Senate President Pro Tempore David Shafer of Duluth is sponsoring two constitutional amendments for changing the state’s basic tax policy.
“This is to start the shift from an income tax to a consumption tax,” he said.
If voters approve, Senate Resolution 415 would prevent the legislature from raising the state income tax and SR 412 would require that any increase in the state sales tax go toward lowering the income tax.
Since they can’t go on the general election ballot until next year anyway, Shafer figures there’s no rush to pass them in the nine days remaining of this year’s session.
While his proposals won’t automatically cut the income-tax rates, they’re a start.

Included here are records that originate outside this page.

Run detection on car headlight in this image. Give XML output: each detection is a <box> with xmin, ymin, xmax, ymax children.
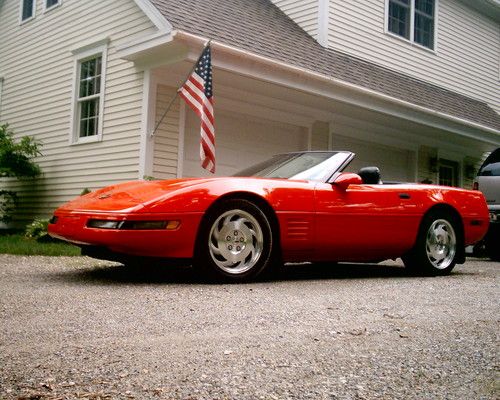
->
<box><xmin>87</xmin><ymin>219</ymin><xmax>123</xmax><ymax>229</ymax></box>
<box><xmin>87</xmin><ymin>219</ymin><xmax>181</xmax><ymax>230</ymax></box>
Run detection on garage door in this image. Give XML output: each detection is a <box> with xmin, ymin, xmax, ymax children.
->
<box><xmin>183</xmin><ymin>110</ymin><xmax>307</xmax><ymax>177</ymax></box>
<box><xmin>333</xmin><ymin>136</ymin><xmax>414</xmax><ymax>182</ymax></box>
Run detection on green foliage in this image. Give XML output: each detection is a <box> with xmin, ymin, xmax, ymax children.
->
<box><xmin>0</xmin><ymin>190</ymin><xmax>17</xmax><ymax>222</ymax></box>
<box><xmin>0</xmin><ymin>124</ymin><xmax>42</xmax><ymax>222</ymax></box>
<box><xmin>0</xmin><ymin>233</ymin><xmax>80</xmax><ymax>256</ymax></box>
<box><xmin>0</xmin><ymin>124</ymin><xmax>42</xmax><ymax>178</ymax></box>
<box><xmin>25</xmin><ymin>218</ymin><xmax>50</xmax><ymax>241</ymax></box>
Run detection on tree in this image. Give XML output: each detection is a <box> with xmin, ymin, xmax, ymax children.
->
<box><xmin>0</xmin><ymin>124</ymin><xmax>42</xmax><ymax>222</ymax></box>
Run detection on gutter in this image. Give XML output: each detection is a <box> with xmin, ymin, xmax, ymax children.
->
<box><xmin>171</xmin><ymin>30</ymin><xmax>500</xmax><ymax>145</ymax></box>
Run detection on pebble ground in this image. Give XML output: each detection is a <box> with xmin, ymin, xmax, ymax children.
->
<box><xmin>0</xmin><ymin>255</ymin><xmax>500</xmax><ymax>400</ymax></box>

“They are the framework,” he said.
Critics argue raising the sales tax hurts the poor because a greater share of their income goes to necessities that can’t be put off while the rich can skip discretionary purchases if they want to avoid the sales tax.
Unlike the FAIR Tax plan championed by conservatives as a way to end the national income tax, Shafer’s concept doesn’t include special tax breaks for low-income individuals.
“That’s open to discussion as we go along,” he said. “This is just the stating point.”
Since all of the Republicans in the Senate are cosponsoring the amendments, and they total the two-thirds vote needed for passage there, the measures are certain to clear that hurdle at least. How they fair in the House is harder to gauge.
House Ways & Means Chairman Mickey Channell wasn’t familiar with Shafer’s amendments when asked about them Monday so he couldn’t offer an assessment of how his panel would view them. Republicans are one vote shy of having two-thirds of the House, requiring at least a Democrat or the legislature’s lone independent to go along.
Nine governors are calling for the elimination of income taxes in their states. Georgia leaders have wanted to do it since Republicans took control of the state 10 years ago.
The reason is high-tech entrepreneurs say it’s easier to hire highly paid workers in states without income taxes, and selling out to a larger company is a tax-free event.
“The real issue is economics; you shouldn’t tax things you want more of,” said Kelly McCutchen, president of the market-oriented think tank Georgia Public Policy Foundation.
Actually cutting or eliminating the income tax is tricky since it brings in half of what the state uses for operations. McCutchen said raising the sales tax from 4 percent to 6 percent, eliminating some deductions and raising the personal exemption to benefit the poor would allow for cutting the income tax by half.